- Born: January 5, 1932 United States
- Died: September 30, 2018 (aged 86)
- Occupation: Philosopher

= John J. McDermott (philosopher) =

American philosopher and professor (1932–2018)

John Joseph McDermott (January 5, 1932 – September 30, 2018) was an American philosopher and a professor at Texas A&M University. He was a distinguished professor at Texas A&M since 1981 and held the Melbern G. Glasscock Chair in the Humanities.

==Biography==
McDermott was born in New York City to John J. and Helen Kelly McDermott. He was the first of eight children in a lower-middle class family. He earned an undergraduate degree in 1953 at St. Francis College. He went to Fordham University to complete a master's degree and a Ph.D. in 1959. (Dissertation title: "Experience is Pedagogical:
the genesis and essence of the American nineteenth century notion of experience"). He completed a postdoctoral fellowship at Union Theological Graduate School. McDermott joined the faculty of Queens College, City University of New York, where he stayed until he took a position at Texas A&M University as philosophy professor and department head in 1977.

At Texas A&M, McDermott called the school's first faculty meeting in 1983. That meeting resulted in the formation of the school's faculty senate and McDermott was the group's first speaker.
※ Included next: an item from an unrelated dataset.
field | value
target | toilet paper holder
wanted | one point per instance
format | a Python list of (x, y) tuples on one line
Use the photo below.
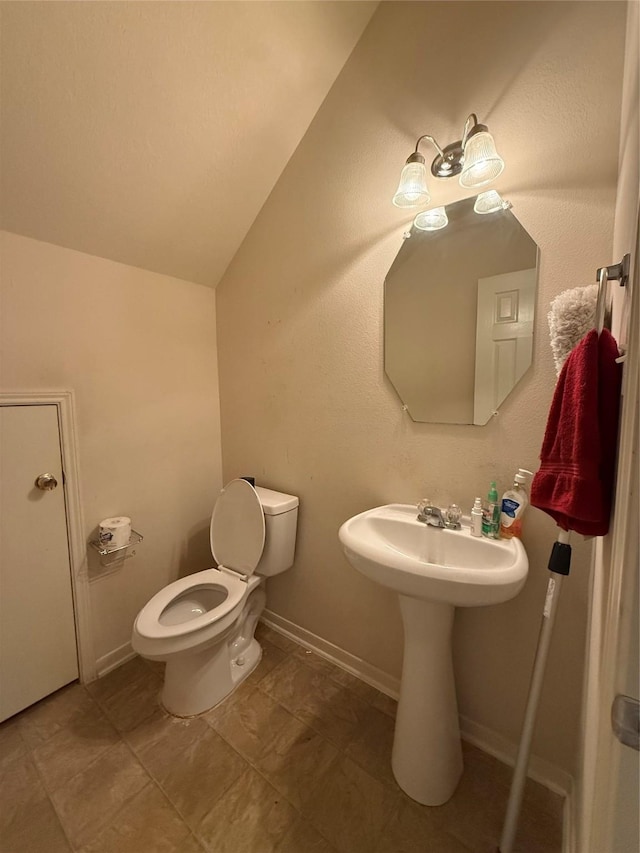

That year he won a Distinguished Achievement Award in Teaching from the university. He founded the College of Medicine's Humanities in Medicine Department, and he was the department head from 1983 to 1990. In 2012, McDermott was named the founding director of the school's Community of Faculty Retirees.

A focus of McDermott's work is the connection between American philosophy and culture. He compiled and introduced volumes of writing by William James, Josiah Royce and John Dewey. He was president of the Society for the Advancement of American Philosophy from 1978 to 1980 and of the William James Society in 2001-2002. In 2016, he was awarded the society's first Lifetime Achievement Award. He was named a Distinguished Fellow of the American Montessori Society in 1980.

McDermott died on September 30, 2018. He is survived by his second wife, Patricia, and five children from his first marriage. McDermott was very involved in Alcoholics Anonymous, and when he died he had been sober for 30 years.